Given the outperformance of Kamoa- Kakula’s operations to date, including higher than expected throughput and recoveries at the Phase 1 and Phase 2 concentrators, Ivanhoe said it is now studying options to boost copper production toward its next goal of 800,000 metric tons per year (mt/y) — a production rate that would propel the Kamoa-Kakula Copper Complex toward being one of the two largest copper producers.

In addition to the de-bottlenecking of the Phase 3 concentrator and increasing recoveries to 95% via our ‘Project 95’ initiative, Ivanhoe said it is now also studying options to accelerate the Phase 4 expansion at Kamoa-Kakula to target a throughput rate of at least 20 million mt/y. “Given the current copper market, and the expansive copper resources and reserves in proximity of the milling complex, we believe this expanded throughput rate would unlock substantial value,” Friedland said.

The Phase 3 concentrator will process ore from the adjacent Kamoa 1 and 2 underground mines, as well as the connecting the Kansoko underground mine. The design capacity of the Phase 3 concentrator is 30% larger than the original design capacities of the Phase 1 and 2 concentrators, which are located approximately 10 km to the south. The process design of all three concentrators is comparable, therefore the bulk of the equipment is the same or similar, resulting in a commonality of spare parts, while also leveraging operational and maintenance experience.

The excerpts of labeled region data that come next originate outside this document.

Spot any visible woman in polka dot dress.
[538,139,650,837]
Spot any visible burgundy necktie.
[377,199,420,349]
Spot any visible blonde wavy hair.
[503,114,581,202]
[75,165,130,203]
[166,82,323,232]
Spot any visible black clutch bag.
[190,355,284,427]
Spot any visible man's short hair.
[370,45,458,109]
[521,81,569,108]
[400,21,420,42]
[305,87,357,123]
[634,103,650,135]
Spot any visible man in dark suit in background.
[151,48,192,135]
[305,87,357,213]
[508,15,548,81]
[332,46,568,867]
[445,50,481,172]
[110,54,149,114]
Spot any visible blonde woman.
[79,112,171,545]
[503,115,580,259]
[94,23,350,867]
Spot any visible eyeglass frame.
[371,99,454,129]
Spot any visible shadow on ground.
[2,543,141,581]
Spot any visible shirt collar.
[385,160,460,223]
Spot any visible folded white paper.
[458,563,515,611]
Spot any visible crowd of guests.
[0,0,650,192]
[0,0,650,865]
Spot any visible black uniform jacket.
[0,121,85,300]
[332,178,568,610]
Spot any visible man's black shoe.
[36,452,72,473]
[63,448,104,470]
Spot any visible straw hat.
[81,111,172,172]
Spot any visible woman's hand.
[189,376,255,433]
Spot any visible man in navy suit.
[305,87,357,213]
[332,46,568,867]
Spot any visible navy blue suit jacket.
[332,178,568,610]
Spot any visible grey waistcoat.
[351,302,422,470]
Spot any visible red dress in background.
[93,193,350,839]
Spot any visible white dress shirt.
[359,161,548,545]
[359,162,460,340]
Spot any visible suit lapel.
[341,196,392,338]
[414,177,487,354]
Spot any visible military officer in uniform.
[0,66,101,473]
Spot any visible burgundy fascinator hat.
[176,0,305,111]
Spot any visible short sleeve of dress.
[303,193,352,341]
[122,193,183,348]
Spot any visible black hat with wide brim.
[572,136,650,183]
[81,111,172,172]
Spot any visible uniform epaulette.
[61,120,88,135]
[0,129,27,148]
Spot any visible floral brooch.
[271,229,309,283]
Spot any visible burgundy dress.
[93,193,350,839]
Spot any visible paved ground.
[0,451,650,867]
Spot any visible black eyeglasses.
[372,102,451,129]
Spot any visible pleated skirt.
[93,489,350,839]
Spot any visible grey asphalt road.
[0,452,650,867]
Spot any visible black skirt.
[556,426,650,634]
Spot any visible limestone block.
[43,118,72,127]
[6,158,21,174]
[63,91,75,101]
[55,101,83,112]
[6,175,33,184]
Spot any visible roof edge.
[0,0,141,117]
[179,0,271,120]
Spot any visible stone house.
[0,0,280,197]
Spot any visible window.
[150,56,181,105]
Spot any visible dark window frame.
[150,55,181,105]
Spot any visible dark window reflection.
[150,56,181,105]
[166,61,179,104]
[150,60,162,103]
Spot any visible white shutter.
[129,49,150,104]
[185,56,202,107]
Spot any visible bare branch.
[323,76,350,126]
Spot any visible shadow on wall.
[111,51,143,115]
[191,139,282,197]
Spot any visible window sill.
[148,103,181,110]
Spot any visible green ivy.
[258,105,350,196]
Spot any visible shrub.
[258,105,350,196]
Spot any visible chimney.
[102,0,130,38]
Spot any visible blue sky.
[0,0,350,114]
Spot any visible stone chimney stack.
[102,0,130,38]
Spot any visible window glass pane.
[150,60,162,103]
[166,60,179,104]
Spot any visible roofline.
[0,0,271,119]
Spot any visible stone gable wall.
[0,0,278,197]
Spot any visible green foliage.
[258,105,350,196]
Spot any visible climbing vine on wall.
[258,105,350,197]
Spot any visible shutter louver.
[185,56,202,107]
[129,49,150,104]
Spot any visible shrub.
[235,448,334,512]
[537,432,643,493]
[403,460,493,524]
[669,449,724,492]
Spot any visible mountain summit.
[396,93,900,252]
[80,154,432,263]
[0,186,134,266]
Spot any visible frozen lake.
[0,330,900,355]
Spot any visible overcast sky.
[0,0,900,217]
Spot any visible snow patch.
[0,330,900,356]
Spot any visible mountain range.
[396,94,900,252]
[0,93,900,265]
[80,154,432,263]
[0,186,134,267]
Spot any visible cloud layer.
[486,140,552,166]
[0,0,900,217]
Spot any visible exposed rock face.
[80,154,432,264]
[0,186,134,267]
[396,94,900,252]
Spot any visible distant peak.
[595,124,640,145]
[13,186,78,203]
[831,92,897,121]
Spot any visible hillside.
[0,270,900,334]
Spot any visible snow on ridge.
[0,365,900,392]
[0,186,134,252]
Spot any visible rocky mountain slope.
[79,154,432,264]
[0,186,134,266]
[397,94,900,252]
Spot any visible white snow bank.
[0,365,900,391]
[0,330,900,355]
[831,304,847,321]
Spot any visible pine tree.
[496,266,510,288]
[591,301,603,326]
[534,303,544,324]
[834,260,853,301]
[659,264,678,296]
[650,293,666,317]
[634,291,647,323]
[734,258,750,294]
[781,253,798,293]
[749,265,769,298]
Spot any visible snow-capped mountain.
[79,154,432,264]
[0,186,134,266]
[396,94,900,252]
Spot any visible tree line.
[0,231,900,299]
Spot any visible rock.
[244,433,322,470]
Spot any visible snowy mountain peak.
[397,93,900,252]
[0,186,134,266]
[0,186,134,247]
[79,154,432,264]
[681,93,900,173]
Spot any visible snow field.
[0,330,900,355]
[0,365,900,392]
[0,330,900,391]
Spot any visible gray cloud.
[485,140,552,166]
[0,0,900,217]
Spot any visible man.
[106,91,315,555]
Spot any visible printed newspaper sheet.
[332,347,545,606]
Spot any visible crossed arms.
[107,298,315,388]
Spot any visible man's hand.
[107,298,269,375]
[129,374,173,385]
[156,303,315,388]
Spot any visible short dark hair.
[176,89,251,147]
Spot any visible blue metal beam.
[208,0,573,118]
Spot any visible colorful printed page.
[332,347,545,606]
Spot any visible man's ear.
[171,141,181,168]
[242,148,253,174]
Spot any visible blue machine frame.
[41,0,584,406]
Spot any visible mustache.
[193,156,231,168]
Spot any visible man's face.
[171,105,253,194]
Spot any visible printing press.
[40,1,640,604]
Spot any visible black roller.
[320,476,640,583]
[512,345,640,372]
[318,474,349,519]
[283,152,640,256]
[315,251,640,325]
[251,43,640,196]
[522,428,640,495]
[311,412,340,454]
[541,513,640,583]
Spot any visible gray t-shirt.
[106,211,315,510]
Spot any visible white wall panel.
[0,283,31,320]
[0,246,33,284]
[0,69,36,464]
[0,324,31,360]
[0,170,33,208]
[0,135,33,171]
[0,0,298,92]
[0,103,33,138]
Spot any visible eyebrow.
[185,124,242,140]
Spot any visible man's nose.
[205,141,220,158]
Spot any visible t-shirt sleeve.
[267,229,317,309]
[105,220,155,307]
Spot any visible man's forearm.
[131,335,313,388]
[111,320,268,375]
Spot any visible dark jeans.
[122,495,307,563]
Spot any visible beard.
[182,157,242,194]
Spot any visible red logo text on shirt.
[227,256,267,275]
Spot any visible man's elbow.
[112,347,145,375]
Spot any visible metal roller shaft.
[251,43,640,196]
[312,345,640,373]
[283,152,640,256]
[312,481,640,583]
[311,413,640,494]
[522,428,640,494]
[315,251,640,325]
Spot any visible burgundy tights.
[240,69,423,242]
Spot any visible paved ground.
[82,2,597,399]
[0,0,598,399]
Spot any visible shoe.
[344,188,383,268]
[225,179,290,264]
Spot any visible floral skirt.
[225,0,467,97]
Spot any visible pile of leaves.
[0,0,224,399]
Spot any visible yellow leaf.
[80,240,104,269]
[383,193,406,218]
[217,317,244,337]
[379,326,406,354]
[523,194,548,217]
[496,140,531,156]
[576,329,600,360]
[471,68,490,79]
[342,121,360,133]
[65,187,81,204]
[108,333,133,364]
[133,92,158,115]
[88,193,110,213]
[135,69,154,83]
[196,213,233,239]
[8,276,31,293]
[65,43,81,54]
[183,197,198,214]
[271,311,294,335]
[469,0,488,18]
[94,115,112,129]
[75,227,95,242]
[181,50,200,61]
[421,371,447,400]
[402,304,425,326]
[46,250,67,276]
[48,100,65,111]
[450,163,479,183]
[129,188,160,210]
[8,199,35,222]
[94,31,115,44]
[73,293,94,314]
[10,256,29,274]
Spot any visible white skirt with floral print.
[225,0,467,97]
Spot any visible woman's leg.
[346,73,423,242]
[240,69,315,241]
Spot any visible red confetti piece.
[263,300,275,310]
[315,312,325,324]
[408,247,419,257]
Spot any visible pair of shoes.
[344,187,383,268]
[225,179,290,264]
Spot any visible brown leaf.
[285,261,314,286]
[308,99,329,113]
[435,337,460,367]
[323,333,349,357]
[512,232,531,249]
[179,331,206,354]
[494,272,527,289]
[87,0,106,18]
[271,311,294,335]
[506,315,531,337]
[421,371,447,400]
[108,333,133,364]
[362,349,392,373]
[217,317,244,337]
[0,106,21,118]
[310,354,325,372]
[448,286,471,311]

The Phase 3 concentrator increases the total design processing capacity of the Kamoa-Kakula Copper Complex to 14.2 million mt/y. Phase 3 is expected to increase copper production to more than 600,000 mt/y, positioning Kamoa-Kakula as fourth largest copper producer behind Escondida, Grasberg and Collahuasi.

As of April 30, 2024, a total of 2.25 million mt of ore at a grade of 3.1% copper is stored in surface run-of-mine (ROM) stockpiles adjacent to the Phase 3 concentrator. The stockpiled ore from the Kamoa 1 and Kansoko mines, containing approximately 70,000 mt of copper, is being used to de-risk the ongoing wet commissioning and ramp-up of the new 5-million-mt/y concentrator.

Dry commissioning commenced in early April, with first ore from the ROM stockpiles being fed through the frontend (crushing and screening plant) of the Phase 3 concentrator. A crushed ore stockpile has been created on the high-pressure grinding rolls (HPGR) feed stockpile area, at the end of the crushing and screening circuit.

Concentrate produced by the Phase 3 concentrator will be partially sold (via toll-smelting at the Lualaba copper smelter) to generate cash flow, as well as partially stockpiled in preparation for the commissioning of the on-site, direct- to-blister smelter. Concentrate produced by the Phase 3 concentrator has a higher sulphur content than the Phase 1 and 2, which requires less external energy input into the smelter during start-up.